A U.S. federal judge has ordered a preliminary injunction blocking the Trump administration from ending protections that have allowed about 300,000 people from Haiti, Sudan, Nicaragua and El Salvador to live and work in the United States.
The U.S. government can grant Temporary Protected Status, or TPS, for countries where conditions are unsafe for their nationals to return, or where the government is unable to adequately handle their return because of something like a natural disaster.
With TPS revoked, those covered under the program would be subject to deportation from the United States.
‘Harm and great hardship’
Judge Edward Chen of the U.S. District Court for the Northern District of California said in his order Wednesday that without an injunction, the TPS beneficiaries and their children indisputably will suffer irreparable harm and great hardship.
He said the government must take actions to preserve the program as it stands, keeping it in place until the court has fully ruled on the overall lawsuit challenging the government’s decision to end TPS for the four countries.
Chen wrote that while those in the TPS program would face hardships if the termination orders go into effect, the government has failed to establish any real harm where the status quo is maintained while the legal process continues. He further added the plaintiffs and outside entities that have filed briefs in the case have established without dispute that local and national economies will be hurt if hundreds of thousands of TPS beneficiaries are uprooted and removed.
Beneficiaries who have lived, worked, and raised families in the United States (many for more than a decade), will be subject to removal, Chen wrote.
Many have children who were born in the U.S. and may be faced with the choice of bringing their children with them (and tearing them away from the only country and community they have known) or splitting their families apart, the ruling said.
Decision criticized, welcomed
The Justice Department criticized the injunction in a statement late Wednesday, saying the court had wrongly taken power to decide such matters from the executive branch of government.
The court contends that the duly elected president of the United States cannot be involved in matters deciding the safety and security of our nation’s citizens or in the enforcement of immigration laws, spokesman Devin O’Malley said. We will continue to fight for the integrity of our immigration laws and our national security.
The International Rescue Committee welcomed the decision, calling it a temporary step away from impossible decisions and risk for those covered under TPS.

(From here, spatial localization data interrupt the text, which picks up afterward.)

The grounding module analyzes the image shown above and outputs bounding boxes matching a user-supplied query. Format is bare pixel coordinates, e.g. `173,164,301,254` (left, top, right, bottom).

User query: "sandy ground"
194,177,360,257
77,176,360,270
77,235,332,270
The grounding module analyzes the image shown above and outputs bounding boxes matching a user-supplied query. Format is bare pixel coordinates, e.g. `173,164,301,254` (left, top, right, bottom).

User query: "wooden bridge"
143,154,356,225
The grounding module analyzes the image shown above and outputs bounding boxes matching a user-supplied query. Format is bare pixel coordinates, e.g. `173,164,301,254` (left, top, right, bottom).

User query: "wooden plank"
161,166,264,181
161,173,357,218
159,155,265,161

No foreign policy, security interests
Judge Chen wrote that the Department of Homeland Security in deciding to terminate TPS for Haiti, Sudan, Nicaragua and El Salvador has not relied on any foreign policy or national security interests to support its actions.
DHS announcements have said the conditions under which those countries were covered under the program no longer exist.
Of the four countries, Sudan is to lose its TPS status first. It was designated for protection in 1997 because of armed conflict and extraordinary conditions that prevented people from returning home.
The Department of Homeland Security said in October 2017 that TPS status for the roughly 1,000 registered people from Sudan would be terminated in November 2018.
El Salvador has by far the most nationals covered under the program with more than 260,000. Its TPS designation came after a series of powerful earthquakes in 2001, but DHS said in January people could go back to the country and that TPS for El Salvador would be terminated in January 2019.
January 2019 would also bring the end of TPS protection for Nicaragua, which was designated in 1999 because of devastation from a hurricane. It has about 5,300 people registered in the program.
Haiti was designated for protection in 2010 after a massive earthquake devastated the country. The Trump administration said in November 2017 the conditions that prevented people from safely returning home no longer existed, and that TPS protections for about 59,000 people would end in July 2019.